Créée en 2007, la Fondation pour l'art contemporain DHC/ART vient de réussir un bon coup. Organiser la première rétrospective au Canada des oeuvres de l'artiste américain John Currin est un tour de force. Y adjoindre les sculptures macabres de la Belge Berlinde De Bruyckere ajoute à l'intérêt de cet événement aussi marquant que troublant.

«Pourquoi mettre un homme ouvertement sexiste sur un piédestal?», s'indignait récemment une internaute sur le site Facebook de DHC/ART, en référence à la conférence présentée par l'artiste figuratif américain John Currin à Montréal, mardi, dans le cadre de l'exposition de ses oeuvres dans le Vieux-Montréal.

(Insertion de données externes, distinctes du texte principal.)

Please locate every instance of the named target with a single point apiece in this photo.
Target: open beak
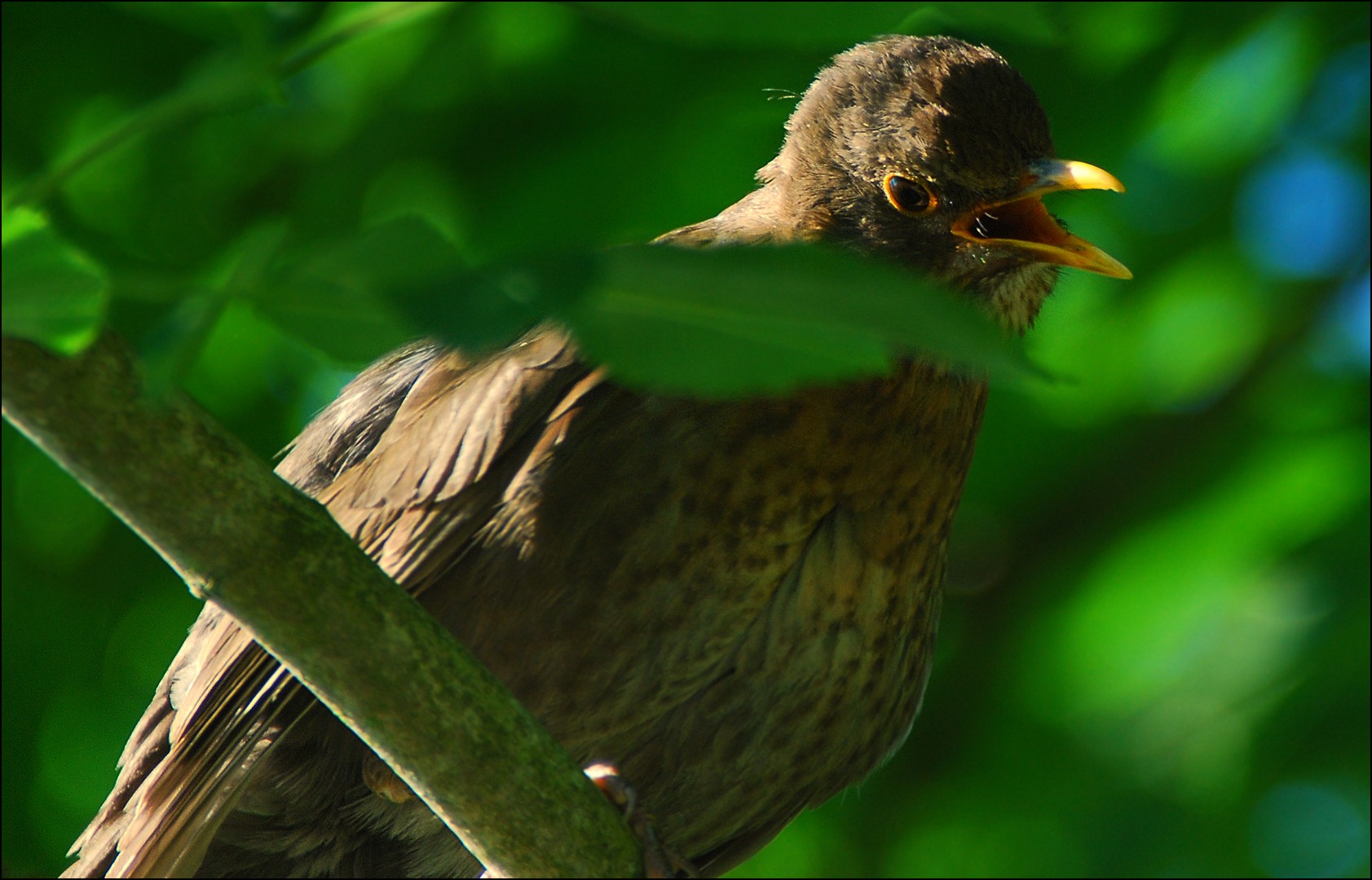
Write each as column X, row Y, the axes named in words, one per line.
column 1022, row 222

Critiqué pour sa peinture grandiloquente et caricaturale des femmes, John Currin dérange. Et plus il peint, plus il dérange, son art teinté d'humour s'aventurant dans un univers lubrique que fuient chastes et prudes.

S'il n'a pas le doigté et le côté égrillard d'un Alain Aslan, John Currin puise dans la même tradition portraitiste européenne où il est encensé et surprend autant que de ce côté de l'Atlantique.

Les grands musées américains, la Tate Gallery de Londres et le Centre Pompidou de Paris possèdent de ses oeuvres. Son huile Edwardian (2010) a été vendue par Sotheby's jeudi pour 1,1 million. Et il n'a pas 50 ans...

John Currin a parcouru son exposition avec les médias, mercredi, commentant ses 24 huiles peintes au cours des 20 dernières années, qui proviennent de musées et de collections privées.

Il a évoqué ses influences (Picasso, Courbet, Poussin) et ses sources d'inspirations: la pub, la BD, l'imagerie populaire, le cinéma, sa femme Rachel, Playboy et les revues pornos scandinaves des années 70.

Ses portraits des années 90 n'ont rien de romantique. Les couleurs sont ternes: ocres et terre de Sienne, façon carte postale du XIXe. Les personnages, féminins au départ, changent de sexe comme son Old Guy (1994) inspiré d'un Christopher Plummer barbu, ou ont des visages cassants, sans tendresse, et des membres décharnés.

Puis les chairs des femmes, dont la sienne, prennent un air de Renaissance. «Ma peinture portait alors moins sur le regard de l'homme que sur le désir», dit-il.

Le quatrième étage de l'exposition est le plus osé. Les trois toiles érotiques Rotterdam, Malmo et Deauville sont crues. Elles illustrent la fascination de Currin pour Courbet, qui choqua tant les collets montés en 1866 avec L'origine du monde.

Pourtant, si le pinceau de Currin a le réalisme de la lentille, le peintre n'est ni indécent ni obscène. La toile est coquine, oui, et révèle l'intimité de couples en train de faire l'amour, mais Currin est de son temps, l'ère la plus extravertie depuis le paléozoïque et la disparition des trilobites...

En recherche d'une élégance non classique et traduisant avec ironie les prétentions et les errances sociales de l'Occident, John Currin rejoint sur ce point Berlinde De Bruyckere.

De Bruyckere

Tout aussi imprégnée des grands maîtres du passé - dans son cas flamands - la sculpteure belge revendique une finalité dans son travail, une réflexion sur la souffrance et la mort. Ses sculptures choquent et soulignent, avec leur sévérité médiévale, qu'humanité est synonyme de bienfaisance.

Les commissaires Phoebe Greenberg (première expérience en cela de la directrice fondatrice de DHC/ART) et John Zeppetelli ont du coup choisi des oeuvres fortes, typiques de son travail métaphorique.

Berlinde De Bruyckere a acquis sa notoriété à la Biennale de Venise de 2003. Elle y avait exposé The Black Horse, un cheval au corps déformé. À Montréal, elle expose Les Deux (2007), deux chevaux grandeur nature moulés à partir de cadavres et placés sur des tréteaux «pour les surélever de la mort».

À côté ont été suspendus deux semblants de corps humains en cire, sans tête - pour leur donner un sens universel -, douloureux et gris rappelant la crucifixion du Christ. Des oeuvres si dures que l'artiste avoue avoir été bouleversée de les réaliser.

«Les choses qui m'occupent sont existentielles, dit-elle. Je ne suis pas une femme triste, mais j'essaie de montrer qu'il faut parler de la mort et de la souffrance. Sinon, on est seul et abandonné.»

John Currin et Berlinde De Bruyckere, à DHC/ART (451-465, rue Saint-Jean) jusqu'au 13 novembre.